THG1L encodes a mitochondrial protein that is essential for the proper recognition and fidelity of protein synthesis. The primary function of THG1L is to catalyze the addition of a guanine nucleotide (GMP) to the 5’-end of tRNA-His after transcription and RNase P cleavage . This step is vital for the accurate recognition of tRNA-His by histidyl-tRNA synthetase (HisRS), ensuring the correct incorporation of histidine during protein synthesis .
Additionally, THG1L functions as a guanyl-nucleotide exchange factor (GEF) for the mitofusins MFN1 and MFN2, thereby regulating mitochondrial fusion. By influencing mitochondrial dynamics and bioenergetic function, THG1L contributes to cell survival following oxidative stress .
THG1L is associated with several diseases, including Spinocerebellar Ataxia, Autosomal Recessive 28, and Renal Fibrosis . The protein encoded by this gene is induced by high levels of glucose and is linked to diabetic nephropathy.

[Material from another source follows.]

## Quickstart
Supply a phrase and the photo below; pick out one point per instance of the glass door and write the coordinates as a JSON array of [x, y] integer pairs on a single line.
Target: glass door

Increased expression of THG1L appears to enhance mitochondrial biogenesis, which could lead to renal fibrosis .
The THG1L gene is located on chromosome 5q33.3 and consists of several transcript variants encoding different isoforms . The protein has a predicted molecular mass of approximately 34.8 kDa and contains multiple potential post-translational modification sites, including N-glycosylation, tyrosine sulfation, phosphorylation, N-myristoylation, and amidation sites .
Research on THG1L has revealed its importance in various cellular processes. Knockdown studies in HeLa cells have shown that reduced expression of THG1L inhibits cell growth and proliferation, leading to quiescent cells with polycentrosomes, multiple nuclei, upregulated expression of p53, and increased apoptosis . These findings highlight the potential therapeutic implications of targeting THG1L in diseases related to mitochondrial dysfunction and oxidative stress.